Setelah mengkonfirmasi hanya akan mengoperasikan 50 persen dari kapasitas yang semula dijadwalkan hingga akhir April, belum lama ini Singapore Airlines (SIA) dilaporkan akan memangkas jauh lebih tinggi dari itu, mencapai angka 96 persen hingga akhir April. Hal tersebut tentu saja diakibatkan oleh anjloknya permintaan di tengah pembatasan perjalanan di banyak negara di seluruh dunia akibat Covid-19.
Dilansir Bloomberg, SIA bersama dengan dua anak perusahaannya, SilkAir dan Scoot, akan menggrounded 185 pesawat dari total 196, termasuk di dalamnya pesawa terbesar di dunia, Airbus A380 dan Boeing 787 Dreamliner. Di samping gitu, flag carrier Singapura tersebut juga akan melakukan berbagai langkah efisiensi lainnya, seperti menunda pengiriman pesawat dan memotong gaji karyawan guna menekan tingginya pengeluaran.
CEO Singapore Airlines, Goh Choon Phong, menyebut bahwa pihaknya akan mulai menjalankan skema pemotongan gaji tersebut pada bulan ini dengan persentase pemotongan sebanyak 15 persen dari angka (gaji) normal serta menawarkan cuti tanpa dibayar. Hal itu pun juga berlaku untuk karyawan senior dan dewan direksi. Hanya saja, untuk keduanya, belum diketahui berapakah persentase pemotongannya.
Selain itu, dalam sebuah pernyataan, SIA Group juga mengakui bahwa pihaknya memang tengah melalui masa-masa sangat sulit. Parahnya lagi, masa-masa sulit itu juga tidak diketahui kapan akan berakhir.
“Di tengah tantangan terbesar yang dihadapi SIA Group saat ini, tidak jelas kapan SIA Group dapat mulai menjalakan kembali layanan dengan normal mengingat ketidakpastian kapan pemberlakuan perbatasan yang ketat akan dicabut,” kata SIA.
Oleh karenanya, dalam keadaan sulit seperti ini, Singapore Airlines mengatakan bahwa pihaknya telah berkomunikasi dengan lembaga keuangan mengenai kebutuhan pendanaan jangka pendek dan panjang. Kemudian, SIA juga telah menempuh jalur pembiayaan kredit untuk mendukung arus kas atau cash flow perusahaan.
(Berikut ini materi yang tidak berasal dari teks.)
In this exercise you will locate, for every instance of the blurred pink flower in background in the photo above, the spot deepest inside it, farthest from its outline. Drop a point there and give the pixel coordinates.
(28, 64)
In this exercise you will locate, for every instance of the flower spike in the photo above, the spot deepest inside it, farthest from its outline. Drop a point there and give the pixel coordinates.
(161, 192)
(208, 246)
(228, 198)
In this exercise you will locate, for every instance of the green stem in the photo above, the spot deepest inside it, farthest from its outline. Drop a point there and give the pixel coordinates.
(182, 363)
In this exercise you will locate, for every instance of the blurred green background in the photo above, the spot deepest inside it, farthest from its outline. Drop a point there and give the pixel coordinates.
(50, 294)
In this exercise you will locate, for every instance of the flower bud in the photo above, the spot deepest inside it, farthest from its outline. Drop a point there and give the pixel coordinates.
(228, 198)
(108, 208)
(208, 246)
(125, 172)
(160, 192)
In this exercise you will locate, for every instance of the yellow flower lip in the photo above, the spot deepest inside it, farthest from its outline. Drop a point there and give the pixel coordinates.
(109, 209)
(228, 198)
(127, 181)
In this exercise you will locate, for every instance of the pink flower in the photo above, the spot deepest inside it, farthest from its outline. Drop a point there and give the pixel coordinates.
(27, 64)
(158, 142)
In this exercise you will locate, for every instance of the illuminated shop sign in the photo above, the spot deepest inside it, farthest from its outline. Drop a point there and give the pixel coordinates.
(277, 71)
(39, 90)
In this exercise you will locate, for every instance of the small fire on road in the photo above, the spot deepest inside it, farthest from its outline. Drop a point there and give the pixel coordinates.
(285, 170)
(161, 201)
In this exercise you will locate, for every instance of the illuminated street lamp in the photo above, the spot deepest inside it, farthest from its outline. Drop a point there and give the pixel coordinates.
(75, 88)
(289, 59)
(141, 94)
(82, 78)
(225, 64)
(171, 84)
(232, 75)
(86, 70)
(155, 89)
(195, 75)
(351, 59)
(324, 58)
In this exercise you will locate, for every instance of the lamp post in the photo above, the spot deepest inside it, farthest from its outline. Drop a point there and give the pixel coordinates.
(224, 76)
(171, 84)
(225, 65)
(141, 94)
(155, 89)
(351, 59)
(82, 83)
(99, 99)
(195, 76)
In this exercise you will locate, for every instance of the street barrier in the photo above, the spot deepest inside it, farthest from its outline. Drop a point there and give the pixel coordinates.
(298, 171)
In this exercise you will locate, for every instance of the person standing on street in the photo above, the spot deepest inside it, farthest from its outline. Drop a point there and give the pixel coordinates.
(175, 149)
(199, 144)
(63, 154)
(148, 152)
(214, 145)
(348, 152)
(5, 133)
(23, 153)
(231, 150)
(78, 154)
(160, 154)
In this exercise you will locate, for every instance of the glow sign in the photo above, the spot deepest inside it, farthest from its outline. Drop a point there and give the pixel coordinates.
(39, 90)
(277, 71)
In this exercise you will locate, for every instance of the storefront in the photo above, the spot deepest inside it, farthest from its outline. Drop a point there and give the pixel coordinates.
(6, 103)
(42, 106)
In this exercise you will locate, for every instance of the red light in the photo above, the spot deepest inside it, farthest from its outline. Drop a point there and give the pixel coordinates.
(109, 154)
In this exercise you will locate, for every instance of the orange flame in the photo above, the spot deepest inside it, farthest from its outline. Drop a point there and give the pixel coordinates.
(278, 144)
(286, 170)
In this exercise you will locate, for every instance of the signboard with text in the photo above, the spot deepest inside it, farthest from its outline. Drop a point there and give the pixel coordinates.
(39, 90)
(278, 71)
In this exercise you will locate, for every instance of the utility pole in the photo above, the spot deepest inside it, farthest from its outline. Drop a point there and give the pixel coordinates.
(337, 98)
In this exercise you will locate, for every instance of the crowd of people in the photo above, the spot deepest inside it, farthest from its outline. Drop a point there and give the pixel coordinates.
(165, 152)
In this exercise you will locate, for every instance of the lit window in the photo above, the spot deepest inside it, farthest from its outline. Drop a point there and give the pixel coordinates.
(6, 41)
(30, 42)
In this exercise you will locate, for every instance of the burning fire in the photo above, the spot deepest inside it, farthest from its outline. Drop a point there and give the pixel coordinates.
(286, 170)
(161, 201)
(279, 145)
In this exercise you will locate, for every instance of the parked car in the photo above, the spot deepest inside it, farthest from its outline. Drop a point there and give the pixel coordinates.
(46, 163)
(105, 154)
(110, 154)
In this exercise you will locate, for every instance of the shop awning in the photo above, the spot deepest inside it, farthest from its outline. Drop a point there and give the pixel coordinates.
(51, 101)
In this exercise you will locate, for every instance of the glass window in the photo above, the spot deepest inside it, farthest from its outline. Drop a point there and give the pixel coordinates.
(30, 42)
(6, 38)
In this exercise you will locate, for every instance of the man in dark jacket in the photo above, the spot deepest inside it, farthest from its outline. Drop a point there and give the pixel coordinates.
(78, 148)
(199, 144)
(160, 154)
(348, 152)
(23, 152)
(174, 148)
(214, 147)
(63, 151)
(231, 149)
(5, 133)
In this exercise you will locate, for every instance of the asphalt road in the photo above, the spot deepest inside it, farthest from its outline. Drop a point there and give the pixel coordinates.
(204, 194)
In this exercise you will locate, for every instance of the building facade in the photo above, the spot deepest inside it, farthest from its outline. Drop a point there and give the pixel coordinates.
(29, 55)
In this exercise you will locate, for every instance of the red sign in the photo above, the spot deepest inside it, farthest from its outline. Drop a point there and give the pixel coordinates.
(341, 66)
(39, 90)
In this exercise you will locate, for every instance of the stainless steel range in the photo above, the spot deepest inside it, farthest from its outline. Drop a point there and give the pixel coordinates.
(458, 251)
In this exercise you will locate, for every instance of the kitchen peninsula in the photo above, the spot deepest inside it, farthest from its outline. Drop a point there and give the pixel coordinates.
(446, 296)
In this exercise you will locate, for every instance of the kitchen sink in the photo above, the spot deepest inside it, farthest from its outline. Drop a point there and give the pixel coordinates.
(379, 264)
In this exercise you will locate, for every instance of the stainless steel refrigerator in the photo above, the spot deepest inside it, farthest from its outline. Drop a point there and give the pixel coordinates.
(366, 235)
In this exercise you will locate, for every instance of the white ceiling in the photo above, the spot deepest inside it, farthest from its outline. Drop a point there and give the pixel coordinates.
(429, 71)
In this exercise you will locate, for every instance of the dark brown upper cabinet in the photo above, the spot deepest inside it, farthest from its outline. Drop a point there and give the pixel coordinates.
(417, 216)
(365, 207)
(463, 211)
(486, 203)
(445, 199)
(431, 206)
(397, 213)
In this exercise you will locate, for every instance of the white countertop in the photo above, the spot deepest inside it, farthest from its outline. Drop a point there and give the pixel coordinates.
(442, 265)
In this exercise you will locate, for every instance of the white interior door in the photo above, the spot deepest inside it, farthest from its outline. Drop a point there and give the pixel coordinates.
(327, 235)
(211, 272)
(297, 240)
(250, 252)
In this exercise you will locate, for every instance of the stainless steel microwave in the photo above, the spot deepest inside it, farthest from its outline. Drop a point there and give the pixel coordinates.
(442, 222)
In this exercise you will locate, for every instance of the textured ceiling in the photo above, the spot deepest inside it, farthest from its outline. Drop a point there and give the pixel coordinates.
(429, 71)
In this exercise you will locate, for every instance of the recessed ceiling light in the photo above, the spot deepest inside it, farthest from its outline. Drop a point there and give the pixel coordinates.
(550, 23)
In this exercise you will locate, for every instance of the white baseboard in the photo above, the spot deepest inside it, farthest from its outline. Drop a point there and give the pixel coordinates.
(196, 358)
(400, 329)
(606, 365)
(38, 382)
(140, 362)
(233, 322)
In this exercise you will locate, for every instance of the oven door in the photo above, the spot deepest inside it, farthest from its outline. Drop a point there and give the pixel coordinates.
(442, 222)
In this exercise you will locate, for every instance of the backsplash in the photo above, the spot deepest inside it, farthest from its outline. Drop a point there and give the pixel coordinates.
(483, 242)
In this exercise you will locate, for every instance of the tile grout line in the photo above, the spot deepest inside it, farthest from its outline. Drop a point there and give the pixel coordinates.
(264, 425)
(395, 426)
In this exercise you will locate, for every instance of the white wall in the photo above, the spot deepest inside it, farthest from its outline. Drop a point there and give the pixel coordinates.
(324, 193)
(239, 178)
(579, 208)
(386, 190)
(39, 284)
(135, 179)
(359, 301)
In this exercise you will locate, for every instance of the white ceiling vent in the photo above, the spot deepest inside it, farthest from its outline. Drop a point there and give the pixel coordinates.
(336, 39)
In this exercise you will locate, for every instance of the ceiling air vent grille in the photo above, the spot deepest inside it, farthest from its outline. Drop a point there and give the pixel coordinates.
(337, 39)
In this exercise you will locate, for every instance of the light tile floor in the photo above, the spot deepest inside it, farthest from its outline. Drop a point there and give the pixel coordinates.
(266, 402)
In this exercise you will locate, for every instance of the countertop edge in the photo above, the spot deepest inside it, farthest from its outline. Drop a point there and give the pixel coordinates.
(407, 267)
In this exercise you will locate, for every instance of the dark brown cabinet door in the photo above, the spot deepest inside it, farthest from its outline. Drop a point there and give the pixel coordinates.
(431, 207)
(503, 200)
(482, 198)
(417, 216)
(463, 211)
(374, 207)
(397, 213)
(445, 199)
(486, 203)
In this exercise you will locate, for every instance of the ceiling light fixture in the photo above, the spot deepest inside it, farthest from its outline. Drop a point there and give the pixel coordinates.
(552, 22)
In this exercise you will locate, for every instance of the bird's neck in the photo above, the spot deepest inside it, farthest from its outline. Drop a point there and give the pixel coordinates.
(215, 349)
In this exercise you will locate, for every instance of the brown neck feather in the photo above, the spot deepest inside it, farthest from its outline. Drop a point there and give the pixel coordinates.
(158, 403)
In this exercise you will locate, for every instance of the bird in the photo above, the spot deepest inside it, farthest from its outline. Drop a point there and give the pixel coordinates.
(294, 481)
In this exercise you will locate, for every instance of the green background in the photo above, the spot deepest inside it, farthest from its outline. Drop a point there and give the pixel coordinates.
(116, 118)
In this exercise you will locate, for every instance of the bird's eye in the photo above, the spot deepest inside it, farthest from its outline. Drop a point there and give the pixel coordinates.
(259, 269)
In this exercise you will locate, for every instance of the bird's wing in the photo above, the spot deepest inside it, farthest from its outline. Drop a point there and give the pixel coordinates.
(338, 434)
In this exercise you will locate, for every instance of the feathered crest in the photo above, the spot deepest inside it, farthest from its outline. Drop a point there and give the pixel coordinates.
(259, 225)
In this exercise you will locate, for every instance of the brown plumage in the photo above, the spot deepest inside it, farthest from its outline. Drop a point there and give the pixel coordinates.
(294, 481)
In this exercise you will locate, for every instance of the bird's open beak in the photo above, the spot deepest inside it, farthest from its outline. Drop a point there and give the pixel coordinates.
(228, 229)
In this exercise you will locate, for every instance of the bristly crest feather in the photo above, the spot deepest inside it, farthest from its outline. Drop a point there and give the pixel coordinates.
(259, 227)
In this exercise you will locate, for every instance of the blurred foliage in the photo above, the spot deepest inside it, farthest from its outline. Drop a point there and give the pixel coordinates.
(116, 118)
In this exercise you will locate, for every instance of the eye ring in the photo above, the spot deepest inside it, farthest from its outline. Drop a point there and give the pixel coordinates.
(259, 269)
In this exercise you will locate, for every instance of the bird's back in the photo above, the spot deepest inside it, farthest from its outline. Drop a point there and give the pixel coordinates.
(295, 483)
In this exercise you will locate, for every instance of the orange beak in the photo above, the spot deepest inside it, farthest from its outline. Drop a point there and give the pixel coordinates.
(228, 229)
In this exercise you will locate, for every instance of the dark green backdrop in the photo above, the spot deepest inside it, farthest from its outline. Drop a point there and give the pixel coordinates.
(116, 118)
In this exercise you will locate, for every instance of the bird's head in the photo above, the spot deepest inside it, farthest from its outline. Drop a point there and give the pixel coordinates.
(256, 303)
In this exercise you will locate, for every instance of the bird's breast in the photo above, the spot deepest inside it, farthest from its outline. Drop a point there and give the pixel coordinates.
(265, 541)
Keadaan SIA seperti ini pun mengingatkan kembali pada pernyataan Centre for Aviation atau CAPA. Dikutip dari Bloomberg, seorang konsultan penerbangan dari Centre for Aviation atau CAPA mengatakan, saat ini maskapai global, secara substansial, mungkin telah melanggar perjanjian utang atau telah melakukan praktik bisnis tak sehat. Singkatnya, maskapai bisa dikatakan telah bangkrut (secara substansial). Pasalnya, saat ini, perputaran uang maskapai global tengah mandek akibat banyaknya pesawat yang grounded.
Baca juga: Tiga Aliansi Maskapai Global Desak Pemerintah di Seluruh Dunia Cari Cara Agar Maskapai Tak Bangkrut
Menariknya, SIA mungkin saja akan bernasib sama dengan maskapai regional terbesar di Eropa, Flybe. Belum lama ini, maskapai asal Inggris tersebut dinyatakan bangkrut usai tak mendapatkan suntikan dana segar dari pemerintah pusat serta dari owner mereka, konsorsium Connect Airways, perusahaan patungan milik Virgin Atlantic, Stobart Air, dan Cyrus Capital, senilai Rp3,6 triliun atau masing-masing Rp1,8 triliun.
Pertanyaan pun muncul, dengan memangkas 96 persen dari kapasitas penerbangan ditambah arus kas perusahaan yang tengah tertekan, bila SIA tak mendapatkan suntikan dana, mungkinkan SIA bernasib sama dengan Flybe?